Lucky Luke: Tying the Knot

Lucky Luke: Tying the Knot
Lucky Luke Tying the Knot review
  • UK publisher / ISBN: Cinebook - 978-1-84918-188-4
  • Volume No.: 75
  • Release date: 2006
  • English language release date: 2013
  • UPC: 9781849181884
  • Contains adult content?: no
  • Does this pass the Bechdel test?: no
  • Positive minority portrayal?: no
  • CATEGORIES: All-Ages, European, Humour

This is Achdé’s third Lucky Luke album, and the second in collaboration with his most frequent writer to date, Laurent Gerra. The knot of the title has a double meaning. It refers to both the hangman’s noose as so prominently illustrated on the cover, and that this the book in which Daltons are married.

As events begin the Daltons have reached the end of their rope, so to speak. A presidential decree has converted their 387 year prison sentence to execution in order to solve the problem of prison overcrowding. This rather sets alarm bells ringing. However much elements in the classic Lucky Luke stories may have been exaggerated for comic effect, they were founded on sound historical reference, and knowledge of procedure.
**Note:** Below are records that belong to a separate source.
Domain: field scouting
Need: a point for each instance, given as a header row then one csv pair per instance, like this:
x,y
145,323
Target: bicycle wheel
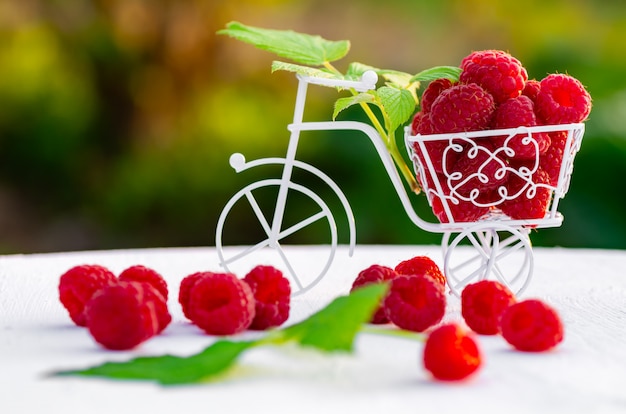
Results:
x,y
488,251
257,203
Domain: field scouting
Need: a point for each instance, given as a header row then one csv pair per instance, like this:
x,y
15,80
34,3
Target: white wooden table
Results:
x,y
585,374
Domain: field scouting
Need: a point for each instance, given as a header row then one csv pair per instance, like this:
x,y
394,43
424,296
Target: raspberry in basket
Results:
x,y
221,304
499,73
121,316
460,108
77,286
139,273
415,302
531,325
533,198
482,304
272,296
420,265
375,274
515,112
562,99
451,353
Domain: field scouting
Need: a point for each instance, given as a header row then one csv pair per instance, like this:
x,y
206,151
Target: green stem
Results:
x,y
388,139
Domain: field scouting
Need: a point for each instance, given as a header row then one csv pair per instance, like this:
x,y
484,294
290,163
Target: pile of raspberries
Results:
x,y
121,312
494,92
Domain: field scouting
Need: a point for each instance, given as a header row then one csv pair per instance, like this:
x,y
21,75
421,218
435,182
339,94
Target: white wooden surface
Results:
x,y
585,374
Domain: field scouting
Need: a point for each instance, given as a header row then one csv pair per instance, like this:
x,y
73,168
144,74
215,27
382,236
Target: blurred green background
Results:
x,y
117,117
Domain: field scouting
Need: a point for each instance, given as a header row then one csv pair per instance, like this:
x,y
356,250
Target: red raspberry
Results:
x,y
562,100
524,207
184,290
221,304
502,75
531,325
415,303
552,160
482,304
531,89
462,211
77,286
479,169
451,353
515,112
420,265
140,273
462,108
120,316
272,294
432,91
375,274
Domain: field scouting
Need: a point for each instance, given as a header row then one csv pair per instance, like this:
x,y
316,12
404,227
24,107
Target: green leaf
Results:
x,y
343,103
169,369
438,72
298,47
334,327
398,104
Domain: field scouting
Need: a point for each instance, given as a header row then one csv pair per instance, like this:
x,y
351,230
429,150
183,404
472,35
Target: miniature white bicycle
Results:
x,y
500,247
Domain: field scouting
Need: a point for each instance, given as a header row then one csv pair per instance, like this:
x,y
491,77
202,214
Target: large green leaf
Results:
x,y
298,47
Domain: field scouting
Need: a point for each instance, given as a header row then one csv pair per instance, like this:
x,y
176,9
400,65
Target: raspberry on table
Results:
x,y
139,273
528,204
451,353
513,113
221,304
421,265
78,284
432,91
482,304
375,274
415,303
531,325
562,99
185,289
461,108
499,73
120,317
272,294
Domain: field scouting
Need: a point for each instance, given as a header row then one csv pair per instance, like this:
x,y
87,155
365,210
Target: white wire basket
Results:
x,y
471,177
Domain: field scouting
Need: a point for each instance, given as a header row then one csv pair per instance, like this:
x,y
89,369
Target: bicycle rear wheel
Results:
x,y
256,203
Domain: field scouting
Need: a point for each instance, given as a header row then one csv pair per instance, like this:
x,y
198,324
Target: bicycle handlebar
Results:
x,y
367,82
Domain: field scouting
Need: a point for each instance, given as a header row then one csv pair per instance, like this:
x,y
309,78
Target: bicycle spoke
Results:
x,y
247,251
289,231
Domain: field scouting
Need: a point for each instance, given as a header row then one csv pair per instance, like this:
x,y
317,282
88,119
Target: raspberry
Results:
x,y
551,161
77,286
120,317
415,303
499,73
462,211
420,265
140,273
451,353
478,169
185,289
531,89
375,274
562,99
221,304
531,325
532,201
515,112
462,108
432,91
272,294
482,304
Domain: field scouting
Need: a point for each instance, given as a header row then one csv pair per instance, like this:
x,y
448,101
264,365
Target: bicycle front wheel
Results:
x,y
252,210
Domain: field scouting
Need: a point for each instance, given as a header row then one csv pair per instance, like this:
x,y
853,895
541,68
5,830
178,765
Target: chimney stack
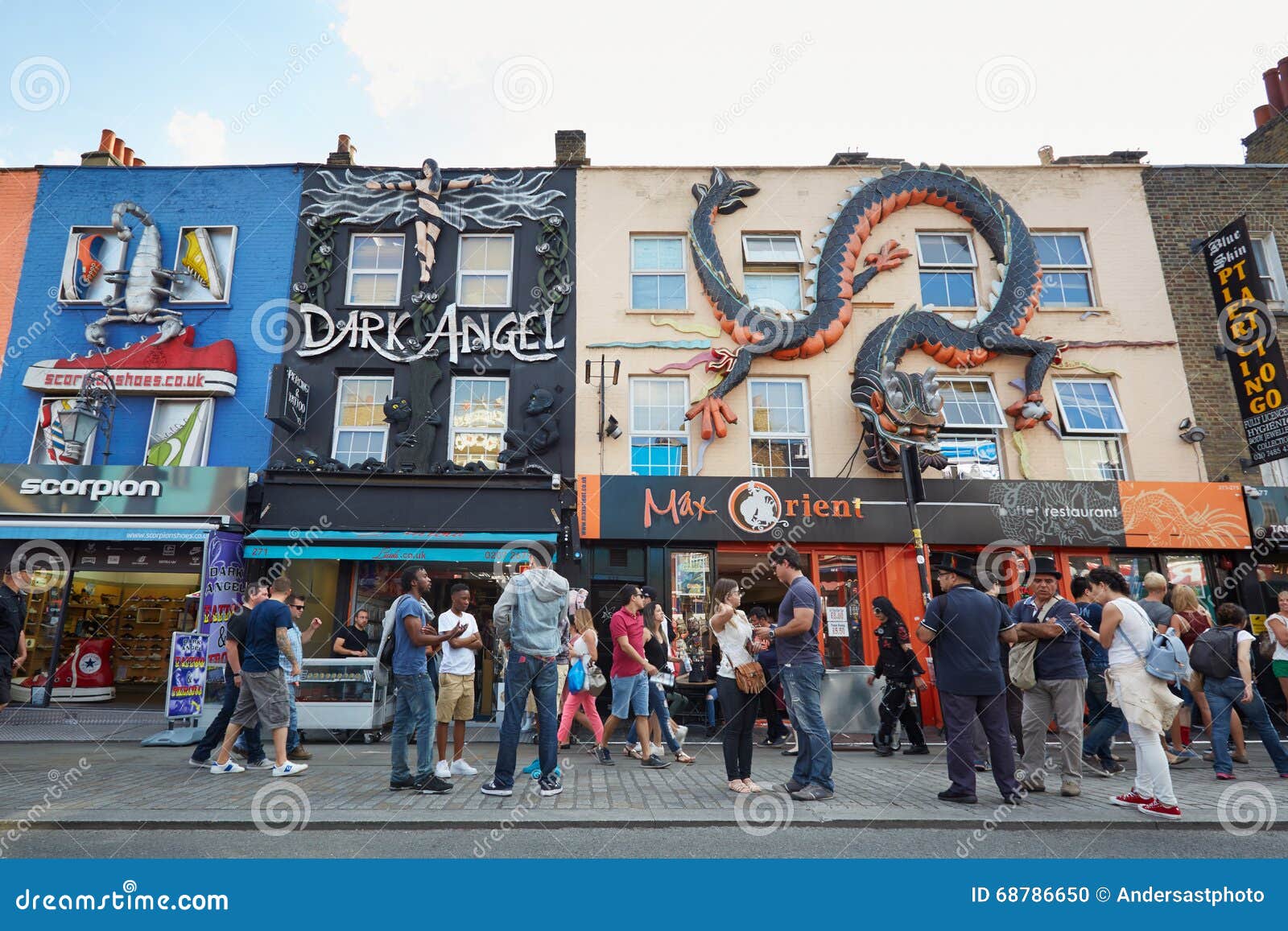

Overlook that mis-step, though, and Gerra’s plot is very good.

He drops in on assorted women from previous Lucky Luke books, delivers a nice Asterix homage, and provides a convincing reason why there are four women who’d want to marry the Daltons. In between all that there’s plenty of comedy as the Daltons realise they may have traded fates for something worse than a jail cell, and begin bickering among themselves as the dimmest, Averell, comes up smelling of roses.

Achdé’s cartooning is excellent. Vastly influenced by Luke’s creator Morris, it wasn’t a great stylistic jump to mimic Morris’ style, and when you see a classic Daltons procession, their heads at the same height as they descend some steps, you know the franchise is in safe hands artistically.

It wouldn’t be worth having the Daltons if they didn’t soon return to their habitual criminal activities, and sure enough, after a good sequence where they attempt to pass on their expertise, the banks are once again at risk.

If there is a quibble about this book it’s that Luke barely features as anything but an observer in the opening pages, is absent for most of the mid-section, and only comes into his own in the final quarter. If habitual it’ll be a problem. This is otherwise a very funny album continuing a fine tradition.